John Malkovich is trial judge Edward D. Cowart, who adds inadvertent levity to his role, making us ponder on whether he may be leaning toward Bundy’s acquittal – as Bundy was, in fact, an excellent courtroom speaker due to his law school background – until he must bow to the evidence presented against Bundy. It is he who says to Bundy, “…it is this court’s reasoned judgment you be adjudicated guilty of murder in the first degree; that the killings were indeed atrocious and cruel, in that they were extremely wicked, shockingly evil, vile, and with utter indifference to human life…” sentencing Bundy to the electric chair, adding, “…You’re a bright young man. You’d have made a good lawyer. I would have loved to have had you practice in front of me…”

Jim Parsons (THE BIG BANG THEORY) is miscast as a prosecutor. Sorry, dude, all I see is Sheldon Cooper…

And Lily Collins – I kept musing on where I’d seen that unibrow before – of course – she was Snow White in MIRROR MIRROR.

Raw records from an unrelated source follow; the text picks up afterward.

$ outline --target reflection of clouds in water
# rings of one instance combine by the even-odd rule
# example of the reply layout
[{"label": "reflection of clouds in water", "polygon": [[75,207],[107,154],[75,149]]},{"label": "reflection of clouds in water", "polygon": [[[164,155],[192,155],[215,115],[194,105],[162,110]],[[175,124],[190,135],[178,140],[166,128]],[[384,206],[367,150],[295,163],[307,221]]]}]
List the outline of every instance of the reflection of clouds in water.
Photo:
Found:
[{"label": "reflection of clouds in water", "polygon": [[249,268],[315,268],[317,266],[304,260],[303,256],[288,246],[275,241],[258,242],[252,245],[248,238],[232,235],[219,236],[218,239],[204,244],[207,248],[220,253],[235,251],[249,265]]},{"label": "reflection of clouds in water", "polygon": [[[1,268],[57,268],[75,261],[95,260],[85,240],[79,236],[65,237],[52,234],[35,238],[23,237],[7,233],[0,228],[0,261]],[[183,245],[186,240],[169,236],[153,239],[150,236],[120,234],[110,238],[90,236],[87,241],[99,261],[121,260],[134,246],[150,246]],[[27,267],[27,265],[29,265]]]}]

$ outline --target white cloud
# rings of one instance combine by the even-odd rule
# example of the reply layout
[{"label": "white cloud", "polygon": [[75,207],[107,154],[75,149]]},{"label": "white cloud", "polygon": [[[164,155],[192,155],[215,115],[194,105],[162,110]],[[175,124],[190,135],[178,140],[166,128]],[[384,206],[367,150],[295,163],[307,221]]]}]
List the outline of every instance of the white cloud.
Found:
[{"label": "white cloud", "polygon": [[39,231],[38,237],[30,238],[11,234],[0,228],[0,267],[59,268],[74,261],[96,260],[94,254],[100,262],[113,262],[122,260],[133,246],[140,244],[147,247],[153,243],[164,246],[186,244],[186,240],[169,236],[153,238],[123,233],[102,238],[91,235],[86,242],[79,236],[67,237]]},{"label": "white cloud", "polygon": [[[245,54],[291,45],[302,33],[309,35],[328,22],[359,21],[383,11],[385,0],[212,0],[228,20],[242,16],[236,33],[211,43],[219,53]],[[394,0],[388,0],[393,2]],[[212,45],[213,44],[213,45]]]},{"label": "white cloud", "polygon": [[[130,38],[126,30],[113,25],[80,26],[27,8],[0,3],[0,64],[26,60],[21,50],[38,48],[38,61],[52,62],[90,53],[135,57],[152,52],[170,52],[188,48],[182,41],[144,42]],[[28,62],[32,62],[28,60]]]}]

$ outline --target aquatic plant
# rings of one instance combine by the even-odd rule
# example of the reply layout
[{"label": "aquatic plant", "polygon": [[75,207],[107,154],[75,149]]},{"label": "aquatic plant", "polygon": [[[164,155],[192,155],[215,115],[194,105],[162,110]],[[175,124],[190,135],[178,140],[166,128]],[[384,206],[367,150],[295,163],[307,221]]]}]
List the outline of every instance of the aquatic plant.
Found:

As a puzzle-piece of evidence for a broader investigation, this movie (and Kendall’s book) might shed some light on how successful Bundy was in living a double-life, but the fact that it does not outline the very real atrocities of the disturbed person makes it worthless, because it comes across as apologist and skewed. There isn’t even a title card at the end to tell of Bundy’s fate (execution by electrocution in January 1989). There should exist information about murderers like Bundy (so that society is aware of this deviancy in its midst, and how the deviancy is eradicated), but there should be NO TRIBUTES at all. And without any underlying info on why this man is important enough to make a movie about, EXTREMELY WICKED just comes across as a tribute (especially with Zac Efron’s ripped shirtless scenes). Matter of fact, even writing about this deviant is giving him publicity, so I’m gonna stop—

END

EXTREMELY WICKED, SHOCKINGLY EVIL AND VILE (May 2019) | R
Director: Joe Berlinger.
Writers: Elizabeth Kendall, Michael Werwie.
Starring: Lily Collins, Zac Efron, Angela Sarafyan, James Hetfield, Grace Victoria Cox, Dylan Baker, Kaya Scodelario, Haley Joel Osment, Terry Kinney, Brian Geraghty, Jim Parsons, John Malkovich.